Kita merasa bahwa perang sudah berakhir, tidak ada lagi perang-perang seperti dulu, dimana banyak terjadi pengeboman, tembak-menembak dan jatuhnya korban. Tanpa disadari yang sekarang sedang kita hadapi adalah perang budaya dan gaya hidup, dalam perang ini yang terjadi adalah kita masyarakat negara berkembanglah yang menjadi korban-korbannya.
Perhatikan hal-hal yang ada disekeliling kita saat ini, perhatikan apa yang kita makan, perhatikan cara kita berperilaku, kebiasaan-kebiasaan yang kita lakukan, semua menunjukan tanda-tanda bahwa kita beperilaku seperti orang-orang barat, khususnya Amerika Serikat.
Dalam jurnalnya, Doddy W. Sjahbuddin mengatakan, ”The metaphor of “progress” in Indonesia due to development and modernization has brought such changes as the coming of consumer culture, department store, supermarkets and shopping malls, the introduction of credit cards and banking system”.

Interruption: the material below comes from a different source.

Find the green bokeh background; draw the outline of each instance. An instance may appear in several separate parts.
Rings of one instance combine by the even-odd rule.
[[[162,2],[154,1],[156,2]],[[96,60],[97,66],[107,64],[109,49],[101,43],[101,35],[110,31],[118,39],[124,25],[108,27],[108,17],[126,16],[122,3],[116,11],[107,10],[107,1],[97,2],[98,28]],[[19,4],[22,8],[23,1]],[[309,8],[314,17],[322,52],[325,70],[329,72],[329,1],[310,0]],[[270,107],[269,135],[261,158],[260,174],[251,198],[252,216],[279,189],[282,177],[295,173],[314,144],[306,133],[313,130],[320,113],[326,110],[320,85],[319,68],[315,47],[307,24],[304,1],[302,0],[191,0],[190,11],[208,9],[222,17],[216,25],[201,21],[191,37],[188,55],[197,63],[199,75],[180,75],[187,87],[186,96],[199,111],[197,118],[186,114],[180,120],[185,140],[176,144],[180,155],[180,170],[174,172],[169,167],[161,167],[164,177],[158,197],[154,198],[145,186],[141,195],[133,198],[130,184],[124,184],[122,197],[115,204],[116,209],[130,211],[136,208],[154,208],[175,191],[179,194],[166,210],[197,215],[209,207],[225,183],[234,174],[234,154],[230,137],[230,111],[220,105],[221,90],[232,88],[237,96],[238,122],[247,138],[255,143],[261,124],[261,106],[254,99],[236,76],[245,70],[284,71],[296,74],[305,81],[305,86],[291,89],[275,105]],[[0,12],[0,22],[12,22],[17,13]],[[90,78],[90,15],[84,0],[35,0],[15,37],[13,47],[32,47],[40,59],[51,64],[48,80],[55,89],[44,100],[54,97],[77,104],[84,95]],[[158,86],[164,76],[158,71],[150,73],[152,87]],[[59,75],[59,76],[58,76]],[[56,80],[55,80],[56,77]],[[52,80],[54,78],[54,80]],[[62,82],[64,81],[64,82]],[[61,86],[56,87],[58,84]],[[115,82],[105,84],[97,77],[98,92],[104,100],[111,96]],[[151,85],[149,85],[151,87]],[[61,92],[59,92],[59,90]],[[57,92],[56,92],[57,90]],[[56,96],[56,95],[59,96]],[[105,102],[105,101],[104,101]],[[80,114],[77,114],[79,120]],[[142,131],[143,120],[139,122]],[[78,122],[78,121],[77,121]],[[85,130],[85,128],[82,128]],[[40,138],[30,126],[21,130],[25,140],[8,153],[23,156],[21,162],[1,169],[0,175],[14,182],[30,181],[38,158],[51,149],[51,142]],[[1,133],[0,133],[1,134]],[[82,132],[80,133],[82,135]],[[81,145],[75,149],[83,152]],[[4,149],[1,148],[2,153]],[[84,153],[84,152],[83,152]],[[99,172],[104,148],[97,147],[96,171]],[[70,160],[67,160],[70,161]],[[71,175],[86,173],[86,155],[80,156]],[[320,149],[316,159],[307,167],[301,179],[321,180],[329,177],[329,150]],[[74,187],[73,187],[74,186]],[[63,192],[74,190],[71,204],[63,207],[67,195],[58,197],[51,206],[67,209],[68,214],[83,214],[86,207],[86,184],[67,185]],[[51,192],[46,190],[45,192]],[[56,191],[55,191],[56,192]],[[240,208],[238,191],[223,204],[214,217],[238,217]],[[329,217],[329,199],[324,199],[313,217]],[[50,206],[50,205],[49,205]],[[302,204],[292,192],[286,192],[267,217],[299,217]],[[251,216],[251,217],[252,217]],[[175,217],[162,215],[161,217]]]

Jelas bahwa budaya asli dari Indonesia sendiri sudah tersingkirkan dari kehidupan masyarakat Indonesia itu sendiri, khususnya masyarakat perkotaan. Budaya yang hampir hilang terutama adalah gaya hidup sehari-hari dan hiburan yang digemari. Baik tua maupun muda, masyarakat perkotaan sudah terbiasa dan tenggelam dengan pola hidup ala Amerika Serikat, terutama anak-anak muda. Sifat konsumerisme juga mulai menyebar disegala kalangan, buruknya yang dimaksud segala kalangan ini benar-benar segala kalangan, tidak memandang apakah itu orang kaya ataupun orang miskin, tidak peduli juga anak muda atau orang tua, bahkan kota maupun desa. Sekarang semua orang berlomba-lomba untuk memiliki produk-produk terbaru.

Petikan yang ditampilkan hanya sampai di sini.